To establish the effect of managerial incentive horizon on investment, we exploit accounting regulation FAS 123-R, adopted by the FASB in December 2004, which required firms for the first time to expense the fair value of stock option grants in financial statements. Prior to FAS 123-R, firms did not have to factor the cost of stock option compensation into their accounting earnings. Importantly, FAS 123-R also generated retroactive expenses for unvested options that were granted years before the standard’s adoption. However, FASB allowed firms to avoid an accounting charge on these previously granted options by accelerating them to fully vest before FAS 123-R’s compliance date. As a result, more than 700 firms eliminated option vesting periods. This generated accounting savings equal to 23% of net income on average, but also reduced executives’ incentive horizons by 80%.

We use firms’ decisions to accelerate option vesting to examine whether shortened incentive horizons led executives to cut long-term investment measures. Our primary measure of investment is total discretionary firm investment, defined as the sum of capital expenditures and R&D expenditures. Cutting these investment sources leads to an immediate increase in a firm’s earnings and free cash flows, which financial analysts and investors use to value firms. This can lead to short-term stock-price increases, which executives could profit from by exercising their newly vesting options. At the same time, capital and R&D expenditures typically yield benefits only years into the future, possibly beyond the horizon of myopic managers.

Our estimates show that option acceleration had a strong negative effect on corporate investment. We find that a one-standard deviation increase in the percentage of options accelerated caused firms to subsequently reduce total investment rates by 0.05 in the same year (or 41% of the investment variable’s pre-FAS 123-R mean). This corresponds to a $14 million decrease in investment for the median accelerating firm. These results indicate that option acceleration led executives to reduce long-term investment.

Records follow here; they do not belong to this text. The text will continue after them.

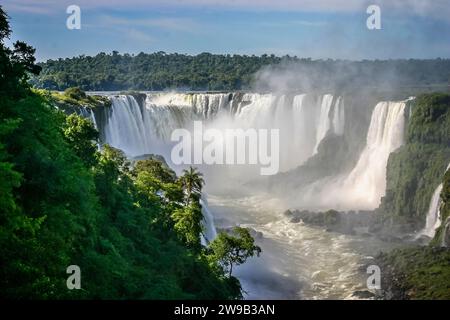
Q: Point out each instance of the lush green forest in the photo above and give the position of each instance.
(160, 70)
(410, 184)
(133, 229)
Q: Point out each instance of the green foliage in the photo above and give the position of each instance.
(233, 249)
(443, 235)
(192, 182)
(417, 168)
(62, 202)
(76, 98)
(206, 71)
(421, 273)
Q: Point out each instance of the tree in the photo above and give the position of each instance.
(192, 182)
(82, 136)
(234, 248)
(188, 224)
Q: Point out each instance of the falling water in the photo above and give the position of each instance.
(323, 121)
(210, 231)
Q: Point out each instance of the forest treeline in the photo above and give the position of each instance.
(206, 71)
(133, 229)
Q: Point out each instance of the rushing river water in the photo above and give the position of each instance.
(297, 261)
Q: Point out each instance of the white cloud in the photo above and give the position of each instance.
(436, 9)
(176, 24)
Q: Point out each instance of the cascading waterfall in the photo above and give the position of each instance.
(433, 219)
(303, 123)
(365, 185)
(338, 117)
(210, 231)
(323, 121)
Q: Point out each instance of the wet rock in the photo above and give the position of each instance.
(363, 294)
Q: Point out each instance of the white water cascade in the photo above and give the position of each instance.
(303, 120)
(323, 121)
(433, 219)
(365, 185)
(210, 231)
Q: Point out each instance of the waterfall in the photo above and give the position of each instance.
(364, 186)
(210, 231)
(366, 183)
(303, 120)
(433, 219)
(338, 117)
(323, 120)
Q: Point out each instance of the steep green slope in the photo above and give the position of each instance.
(417, 168)
(132, 231)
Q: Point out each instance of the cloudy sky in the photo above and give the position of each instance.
(306, 28)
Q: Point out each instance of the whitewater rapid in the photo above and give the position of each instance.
(298, 261)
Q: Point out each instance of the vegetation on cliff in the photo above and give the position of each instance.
(417, 168)
(416, 273)
(206, 71)
(134, 231)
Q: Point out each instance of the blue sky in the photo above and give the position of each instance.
(306, 28)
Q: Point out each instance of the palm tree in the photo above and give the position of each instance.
(192, 182)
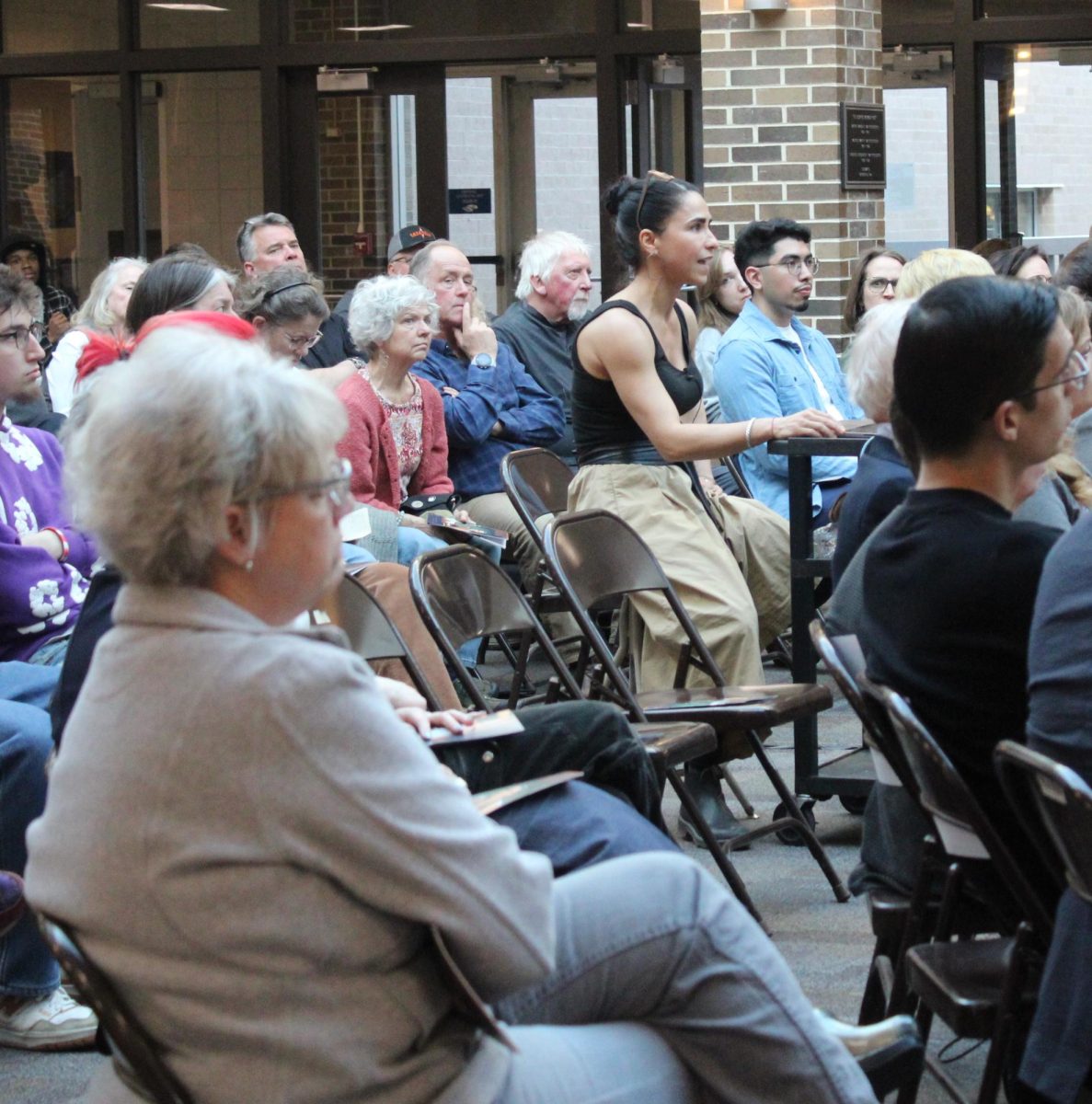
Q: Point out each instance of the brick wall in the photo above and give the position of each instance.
(341, 213)
(771, 88)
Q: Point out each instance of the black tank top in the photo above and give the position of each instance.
(600, 417)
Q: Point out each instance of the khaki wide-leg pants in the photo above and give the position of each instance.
(713, 583)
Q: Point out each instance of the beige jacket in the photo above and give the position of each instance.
(251, 844)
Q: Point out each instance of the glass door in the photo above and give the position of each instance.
(381, 166)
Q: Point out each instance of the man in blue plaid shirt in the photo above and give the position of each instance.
(491, 404)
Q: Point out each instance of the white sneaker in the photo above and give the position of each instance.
(54, 1022)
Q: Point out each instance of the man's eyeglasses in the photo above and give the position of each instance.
(649, 177)
(336, 489)
(1077, 379)
(878, 285)
(20, 335)
(793, 265)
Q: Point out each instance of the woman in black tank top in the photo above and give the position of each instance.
(639, 423)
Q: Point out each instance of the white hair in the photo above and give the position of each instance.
(378, 303)
(870, 368)
(95, 310)
(244, 240)
(192, 422)
(541, 254)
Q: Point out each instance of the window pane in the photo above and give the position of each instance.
(470, 166)
(991, 9)
(916, 98)
(567, 178)
(62, 178)
(202, 159)
(235, 23)
(368, 178)
(1040, 98)
(51, 27)
(660, 16)
(328, 20)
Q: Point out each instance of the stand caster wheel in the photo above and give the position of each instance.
(789, 836)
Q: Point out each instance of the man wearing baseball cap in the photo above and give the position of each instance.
(400, 252)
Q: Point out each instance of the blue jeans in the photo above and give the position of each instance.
(665, 989)
(27, 967)
(412, 542)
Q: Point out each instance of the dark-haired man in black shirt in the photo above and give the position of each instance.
(983, 379)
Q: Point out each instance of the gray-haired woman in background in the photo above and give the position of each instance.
(103, 313)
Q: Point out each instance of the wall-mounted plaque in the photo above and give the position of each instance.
(864, 157)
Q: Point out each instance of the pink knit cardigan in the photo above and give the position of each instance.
(369, 446)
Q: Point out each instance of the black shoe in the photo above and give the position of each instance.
(705, 788)
(890, 1053)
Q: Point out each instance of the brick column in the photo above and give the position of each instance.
(771, 87)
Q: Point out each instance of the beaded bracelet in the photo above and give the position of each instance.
(65, 549)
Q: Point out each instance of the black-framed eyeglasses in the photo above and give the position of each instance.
(20, 335)
(1079, 379)
(793, 265)
(879, 284)
(649, 177)
(336, 489)
(303, 341)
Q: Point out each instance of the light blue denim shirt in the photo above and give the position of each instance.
(760, 374)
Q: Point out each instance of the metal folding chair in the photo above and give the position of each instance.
(978, 987)
(137, 1058)
(373, 634)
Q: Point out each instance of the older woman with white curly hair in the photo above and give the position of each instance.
(103, 313)
(883, 476)
(397, 442)
(288, 845)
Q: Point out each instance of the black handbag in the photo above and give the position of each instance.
(419, 505)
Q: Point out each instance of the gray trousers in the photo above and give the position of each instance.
(666, 992)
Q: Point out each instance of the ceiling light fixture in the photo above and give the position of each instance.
(189, 6)
(384, 27)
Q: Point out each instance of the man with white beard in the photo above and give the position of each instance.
(551, 298)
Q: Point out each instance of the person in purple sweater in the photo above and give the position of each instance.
(44, 562)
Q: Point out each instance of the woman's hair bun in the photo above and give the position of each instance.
(616, 193)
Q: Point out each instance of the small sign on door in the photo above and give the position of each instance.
(469, 201)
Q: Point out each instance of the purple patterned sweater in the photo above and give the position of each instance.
(39, 597)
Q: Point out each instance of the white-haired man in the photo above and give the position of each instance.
(491, 404)
(269, 241)
(551, 298)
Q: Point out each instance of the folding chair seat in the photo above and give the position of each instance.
(137, 1058)
(373, 634)
(574, 547)
(462, 595)
(980, 987)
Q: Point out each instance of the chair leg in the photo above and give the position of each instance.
(842, 894)
(738, 792)
(723, 862)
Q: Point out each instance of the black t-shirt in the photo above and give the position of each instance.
(544, 348)
(334, 347)
(600, 417)
(948, 590)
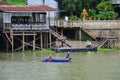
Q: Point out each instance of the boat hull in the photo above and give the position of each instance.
(55, 60)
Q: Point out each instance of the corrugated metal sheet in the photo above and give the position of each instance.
(25, 8)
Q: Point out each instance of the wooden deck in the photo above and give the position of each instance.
(89, 24)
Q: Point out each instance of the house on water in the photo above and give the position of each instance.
(25, 27)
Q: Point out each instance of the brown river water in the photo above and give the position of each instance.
(28, 66)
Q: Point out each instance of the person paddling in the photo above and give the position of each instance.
(50, 59)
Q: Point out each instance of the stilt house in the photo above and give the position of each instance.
(25, 27)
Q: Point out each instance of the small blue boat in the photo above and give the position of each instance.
(56, 60)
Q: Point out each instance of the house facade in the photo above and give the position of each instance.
(23, 26)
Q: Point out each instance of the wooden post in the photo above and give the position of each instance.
(23, 41)
(41, 39)
(34, 41)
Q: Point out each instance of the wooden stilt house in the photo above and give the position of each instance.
(25, 27)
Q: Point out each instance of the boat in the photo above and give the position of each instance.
(56, 60)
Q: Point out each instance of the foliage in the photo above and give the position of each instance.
(71, 6)
(44, 51)
(73, 17)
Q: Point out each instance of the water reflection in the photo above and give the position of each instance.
(28, 66)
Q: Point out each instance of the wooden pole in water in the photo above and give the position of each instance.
(50, 38)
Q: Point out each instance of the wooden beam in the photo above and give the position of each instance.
(41, 40)
(23, 42)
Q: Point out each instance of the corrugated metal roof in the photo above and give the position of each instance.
(25, 8)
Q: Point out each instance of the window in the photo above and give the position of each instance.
(39, 17)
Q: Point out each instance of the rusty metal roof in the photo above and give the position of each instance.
(26, 8)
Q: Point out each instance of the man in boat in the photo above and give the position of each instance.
(68, 56)
(50, 59)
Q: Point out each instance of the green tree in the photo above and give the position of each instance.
(71, 6)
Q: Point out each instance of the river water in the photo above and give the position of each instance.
(28, 66)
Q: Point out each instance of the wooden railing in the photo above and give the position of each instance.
(90, 24)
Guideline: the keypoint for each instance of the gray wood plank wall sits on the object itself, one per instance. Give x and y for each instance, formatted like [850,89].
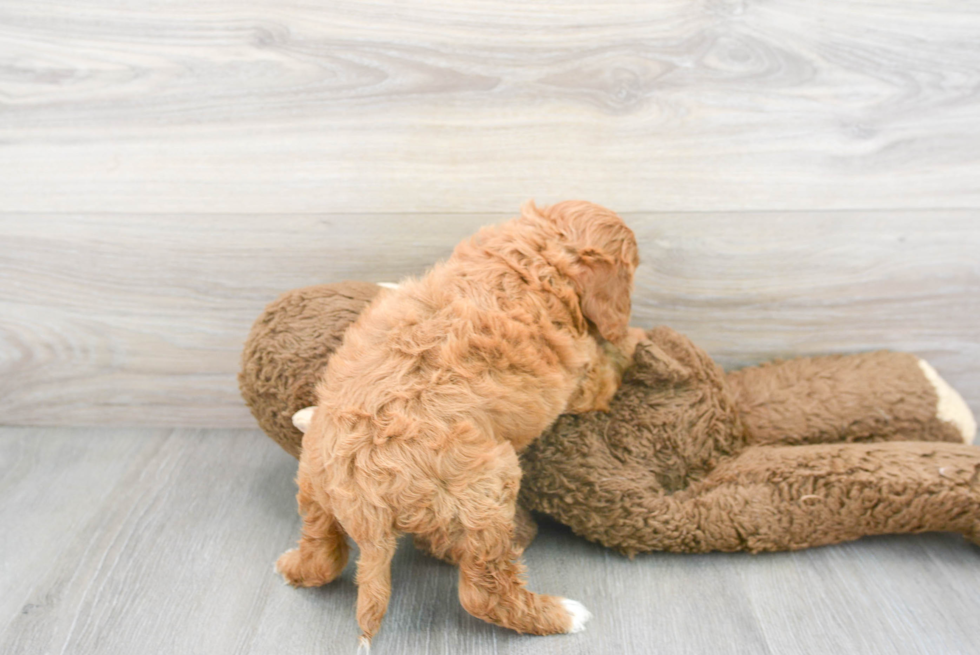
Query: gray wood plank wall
[803,177]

To corroborate that these cuts are consistent with theories of managerial myopia, we next document that executives at accelerating firms subsequently reduced their exposure to long-term firm value. First, accelerating firms’ CEOs increased option exercises three-fold after option acceleration and sold most of the resulting shares. Option acceleration therefore not only decreased executives’ incentive horizons, but also led them to unwind their equity incentives. Second, voluntary CEO turnover at accelerating firms increased from 6.9% to 11% after option acceleration. This is consistent with a larger number of CEOs voluntarily departing before the long-term costs of investment cuts materialized.